In interviews with volunteers for our newly published #HealthNow evaluation, confidence was a word that came up again and again: confidence to be themselves; confidence gained from feeling valued; developing the confidence to help others. Here was that confidence in action. 

#HealthNow: a bold experiment of harnessing lived experience 

It doesn’t feel like an exaggeration to say that #HealthNow was one of the boldest and most extensive experiments this country has ever seen in harnessing lived experience participation. Over four years, 635 people experiencing homelessness were supported to get the healthcare they needed through newly established Homeless Health Peer Advocacy (HHPA) services. Peer researchers interviewed over 300 people to better understand the barriers people faced to accessing healthcare when homeless in Birmingham, Manchester and Newcastle. Innovative alliances were set up locally and nationally to ensure lived experience was at the heart of influencing system change. 

One thing the evaluation has made clear is that it’s impossible to make sense of what #HealthNow achieved without grasping that lived experience was at the heart of every activity. Participation was never an afterthought. Everything from naming the project to deciding research topics and setting agendas for meetings with NHS decision-makers began with our peer volunteers.  

#HealthNow’s impact was twofold – embedding lived experience and reducing health inequalities 

Conducting this evaluation without meaningful participation of people with experience of homelessness was unthinkable. Volunteers were a central part of the evaluation team, designing and delivering interviews alongside our staff researchers. 

 

“I think all the volunteers who are involved, they make #HealthNow better. And #HealthNow makes us better.” 

#HealthNow peer volunteer 

 

Our findings told us that the trust placed in volunteers – and the way they were integrated into local staff teams at Crisis and Shelter– gave them a sense of purpose, meaning and belonging. This scaled up. That sense was even more profound for those who were part of the national #HealthNow community. 

Volunteers found they could do things they’d never done before: they spoke at conferences; they taught; they shared not just personal stories about having been homeless, but informed, expert opinions with senior decision-makers. They learned to believe in themselves, and that self-belief inspired others, mobilised, and generated change. 

Healthcare staff who received peer-led training learned to question and challenge their own assumptions about homelessness. The #HealthNow Peer Network’s contributions to the development of NICE Guideline 214 continues to ensure that NHS staff are better informed about providing healthcare to patients experiencing homeless. 
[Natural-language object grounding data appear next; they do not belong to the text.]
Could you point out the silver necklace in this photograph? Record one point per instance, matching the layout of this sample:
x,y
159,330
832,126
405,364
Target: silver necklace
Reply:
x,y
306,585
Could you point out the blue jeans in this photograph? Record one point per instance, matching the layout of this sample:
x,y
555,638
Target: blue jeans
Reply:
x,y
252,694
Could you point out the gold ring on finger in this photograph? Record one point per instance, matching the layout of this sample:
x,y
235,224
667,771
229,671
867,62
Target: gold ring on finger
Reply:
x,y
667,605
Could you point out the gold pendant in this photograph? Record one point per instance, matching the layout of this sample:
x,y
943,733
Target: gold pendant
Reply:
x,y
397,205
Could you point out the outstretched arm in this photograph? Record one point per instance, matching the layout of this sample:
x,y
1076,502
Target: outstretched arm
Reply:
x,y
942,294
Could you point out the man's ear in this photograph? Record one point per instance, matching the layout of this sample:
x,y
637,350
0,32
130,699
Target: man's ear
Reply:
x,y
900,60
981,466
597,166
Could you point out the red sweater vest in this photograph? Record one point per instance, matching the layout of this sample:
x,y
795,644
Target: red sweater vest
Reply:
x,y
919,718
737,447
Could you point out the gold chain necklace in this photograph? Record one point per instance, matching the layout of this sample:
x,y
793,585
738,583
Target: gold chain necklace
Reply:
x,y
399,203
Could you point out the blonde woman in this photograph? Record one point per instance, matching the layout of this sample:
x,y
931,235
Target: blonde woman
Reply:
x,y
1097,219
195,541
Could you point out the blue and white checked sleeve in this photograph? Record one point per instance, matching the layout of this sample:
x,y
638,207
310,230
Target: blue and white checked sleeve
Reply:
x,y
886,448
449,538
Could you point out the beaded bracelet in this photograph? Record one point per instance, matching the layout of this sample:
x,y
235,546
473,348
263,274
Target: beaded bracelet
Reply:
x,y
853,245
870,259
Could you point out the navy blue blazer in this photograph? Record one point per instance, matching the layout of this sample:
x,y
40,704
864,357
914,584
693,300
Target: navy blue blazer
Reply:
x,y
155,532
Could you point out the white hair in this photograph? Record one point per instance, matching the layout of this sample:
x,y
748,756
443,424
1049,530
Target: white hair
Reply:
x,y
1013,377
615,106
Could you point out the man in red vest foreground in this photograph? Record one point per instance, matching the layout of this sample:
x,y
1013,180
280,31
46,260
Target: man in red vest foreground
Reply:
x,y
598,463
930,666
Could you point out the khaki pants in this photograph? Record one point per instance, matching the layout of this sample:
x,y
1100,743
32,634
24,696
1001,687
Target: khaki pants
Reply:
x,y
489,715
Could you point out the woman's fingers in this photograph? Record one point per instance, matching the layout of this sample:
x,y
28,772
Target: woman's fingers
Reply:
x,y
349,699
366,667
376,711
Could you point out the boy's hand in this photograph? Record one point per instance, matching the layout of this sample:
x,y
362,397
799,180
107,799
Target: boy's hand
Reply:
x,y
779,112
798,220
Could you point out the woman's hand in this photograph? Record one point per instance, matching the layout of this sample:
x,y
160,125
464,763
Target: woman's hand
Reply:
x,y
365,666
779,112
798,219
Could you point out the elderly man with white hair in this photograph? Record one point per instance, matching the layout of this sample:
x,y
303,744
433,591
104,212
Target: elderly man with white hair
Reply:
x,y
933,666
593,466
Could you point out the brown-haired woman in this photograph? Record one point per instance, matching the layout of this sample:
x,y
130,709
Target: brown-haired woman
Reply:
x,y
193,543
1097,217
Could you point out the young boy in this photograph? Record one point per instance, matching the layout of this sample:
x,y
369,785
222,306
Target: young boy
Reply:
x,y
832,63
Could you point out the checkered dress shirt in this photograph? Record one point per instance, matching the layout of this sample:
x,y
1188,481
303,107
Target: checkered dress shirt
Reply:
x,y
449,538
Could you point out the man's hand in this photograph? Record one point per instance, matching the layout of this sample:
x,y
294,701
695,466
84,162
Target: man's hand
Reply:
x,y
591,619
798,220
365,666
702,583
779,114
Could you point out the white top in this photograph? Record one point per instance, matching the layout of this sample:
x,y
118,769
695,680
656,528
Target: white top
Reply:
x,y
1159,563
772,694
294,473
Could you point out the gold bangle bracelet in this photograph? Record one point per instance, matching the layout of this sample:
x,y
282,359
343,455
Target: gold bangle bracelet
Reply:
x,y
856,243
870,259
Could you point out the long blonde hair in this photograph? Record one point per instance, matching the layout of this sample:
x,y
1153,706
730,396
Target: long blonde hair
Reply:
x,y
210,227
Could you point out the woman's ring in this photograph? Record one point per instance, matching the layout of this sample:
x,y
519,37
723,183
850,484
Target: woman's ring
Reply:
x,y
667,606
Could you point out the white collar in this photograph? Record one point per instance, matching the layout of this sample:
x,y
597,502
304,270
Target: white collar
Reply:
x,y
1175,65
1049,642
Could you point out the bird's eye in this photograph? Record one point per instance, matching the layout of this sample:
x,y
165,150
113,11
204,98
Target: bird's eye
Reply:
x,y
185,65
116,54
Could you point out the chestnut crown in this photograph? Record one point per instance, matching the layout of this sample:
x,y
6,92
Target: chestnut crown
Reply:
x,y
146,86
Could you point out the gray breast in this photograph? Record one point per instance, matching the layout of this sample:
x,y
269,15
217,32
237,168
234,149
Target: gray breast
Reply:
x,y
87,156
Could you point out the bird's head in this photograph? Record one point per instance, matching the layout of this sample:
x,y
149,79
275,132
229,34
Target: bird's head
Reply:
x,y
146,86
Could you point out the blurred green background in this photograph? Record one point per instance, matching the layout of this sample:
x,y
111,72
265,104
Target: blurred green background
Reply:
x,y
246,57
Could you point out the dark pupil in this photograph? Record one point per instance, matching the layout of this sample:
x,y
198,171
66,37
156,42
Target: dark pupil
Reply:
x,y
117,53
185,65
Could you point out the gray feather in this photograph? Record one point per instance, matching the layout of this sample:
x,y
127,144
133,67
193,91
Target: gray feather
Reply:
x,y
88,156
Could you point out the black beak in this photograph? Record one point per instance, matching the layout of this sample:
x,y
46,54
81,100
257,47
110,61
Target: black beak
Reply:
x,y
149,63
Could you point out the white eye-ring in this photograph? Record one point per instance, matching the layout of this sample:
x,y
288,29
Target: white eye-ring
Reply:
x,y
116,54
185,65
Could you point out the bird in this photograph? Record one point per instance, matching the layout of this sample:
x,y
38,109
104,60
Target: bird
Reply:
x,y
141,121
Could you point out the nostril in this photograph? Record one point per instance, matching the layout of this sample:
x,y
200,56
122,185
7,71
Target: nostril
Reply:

Our findings suggested that #HealthNow’s use of Groundswell’s HHPA model in Birmingham, Manchester and Newcastle led to a more efficient use of NHS resources and improvements to clients’ access to healthcare, but that wasn’t the only difference for people experiencing homelessness. We heard that #HealthNow volunteers were a source of inspiration: living evidence that change was possible, that things could be different. 

The systems that perpetuate health inequalities are broad and complex, and this evaluation could never hope to understand precisely how much difference all our interventions made. What we can say with confidence though is that #HealthNow showed to many, many people the importance of lived experience participation. Our evaluation showed that if you really take it seriously, so much more is possible.  

What’s next?  

Fully embedding lived experience of homelessness into local and national health and homelessness systems was an essential step in tackling health inequalities. The continuation of HHPA services beyond this grant, thanks to local funding in Birmingham, Manchester and Salford, is a positive step to keeping this going. 

But, if #HealthNow is to be considered a long-term success, this needs to be sustained and it needs to be built upon. The battle to ensure that people experiencing homelessness are able to receive the healthcare they need is still far from won, but #HealthNow has provided perhaps the best evidence yet of how to win it. 

With thanks

To all staff and volunteers involved in delivering #HealthNow, our partners at Crisis and Shelter and the National Lottery Community Fund for funding the project.